Elle ne lui répondit pas. Elle avait les yeux dans le vague.
– Qu'y a-t-il ? Cassandre ? Ma douce ? Allez-vous bien ? Demanda-t-il inquiet.
Sans le regarder, la jeune femme lui fit signe de se taire. Finalement et daigna lui répondre.
– Hadès a vu quelqu'un arriver par la porte arrière du bâtiment. Un homme est descendu d'un fiacre qui sent le fleuve et les docks. Vous allez rire, il s'est faufilé dans l'auberge, entouré d'une large cape noire.
– C'est une blague ?
– Je vais rejoindre mon chien.
Joshua leva les bras au ciel.
– Je ne rentrerais pas ! Je veux juste être aux premières loges lorsque ce gars sortira.
Sans attendre, elle se dirigea vers la porte alors qu'il se relevait toujours.
– Mais attendez-moi !
Elle ne le fit pas. Une fois en bas des escaliers, elle s'élança sur la petite colline boisée qui surplombait la maison, la rue et le Spanniards Inn. Elle courrait, se cachant d'arbres en buisson, de talus en futaie de frênes. Elle rejoint Hadès qui n'avait pas quitté sa position stratégique comme un bon petit soldat. Elle entendait Joshua qui pestait entre ses dents en se déplaçant dans la friche. Sans ses ruminations, il n'aurait pas été aussi bruyant qu'on l'aurait pensé d'un homme de son gabarit. Résultat de son entraînement de boxe sans doute. Il se laissa tomber sur le sol aux cotés de sa femme et de son lévrier irlandais, derrière un buisson épineux.
– Vous êtes contente ?
– Pas vraiment.
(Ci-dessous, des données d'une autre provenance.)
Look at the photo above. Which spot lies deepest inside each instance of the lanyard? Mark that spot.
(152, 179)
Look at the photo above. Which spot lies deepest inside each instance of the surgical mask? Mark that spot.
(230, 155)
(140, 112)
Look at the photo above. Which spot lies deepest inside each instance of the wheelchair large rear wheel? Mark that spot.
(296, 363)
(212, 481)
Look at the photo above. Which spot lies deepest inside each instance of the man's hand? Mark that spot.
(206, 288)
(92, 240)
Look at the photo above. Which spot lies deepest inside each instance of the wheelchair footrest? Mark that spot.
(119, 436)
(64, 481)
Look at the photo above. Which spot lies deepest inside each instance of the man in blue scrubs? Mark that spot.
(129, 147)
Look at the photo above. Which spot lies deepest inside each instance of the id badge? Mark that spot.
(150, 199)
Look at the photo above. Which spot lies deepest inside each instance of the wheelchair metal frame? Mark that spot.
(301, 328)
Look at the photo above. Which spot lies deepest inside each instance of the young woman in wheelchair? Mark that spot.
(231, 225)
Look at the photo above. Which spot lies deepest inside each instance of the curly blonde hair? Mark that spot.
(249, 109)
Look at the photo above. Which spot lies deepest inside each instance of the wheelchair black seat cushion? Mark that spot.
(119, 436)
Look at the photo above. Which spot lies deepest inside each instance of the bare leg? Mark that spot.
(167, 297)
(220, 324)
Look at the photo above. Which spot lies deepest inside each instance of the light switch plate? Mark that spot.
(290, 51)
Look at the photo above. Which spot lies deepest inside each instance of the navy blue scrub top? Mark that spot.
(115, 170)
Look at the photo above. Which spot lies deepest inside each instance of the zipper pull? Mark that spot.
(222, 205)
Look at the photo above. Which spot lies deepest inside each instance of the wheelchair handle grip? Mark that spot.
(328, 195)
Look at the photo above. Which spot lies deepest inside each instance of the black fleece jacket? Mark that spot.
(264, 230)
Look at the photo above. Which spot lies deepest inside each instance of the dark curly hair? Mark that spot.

Je dois voir à quoi ressemble cet homme, avec qui il parle et peut-être ce qu'il dit.
Elle se releva Joshua lui saisit la cheville.
– Ne vous inquiétez pas ! Je ne vais pas entrer, seulement regarder par la fenêtre. Restez caché ici.
– J'ai votre parole que vous ne poserez pas un pied dans cette auberge, gronda-t-il.
– Parole d'honneur, jura-t-elle avant de saisir une poignée de terre et s'en macula le visage. Suis-je moins belle ?
– Absolument pas, pesta le jeune homme, qui caressait Hadès pour calmer ses nerfs pendant que Cassandre, les mains dans les poches, la casquette vissée sur la tête, elle-même enfoncée dans les épaules s'avançait d'un pas qui se voulait nonchalant et viril.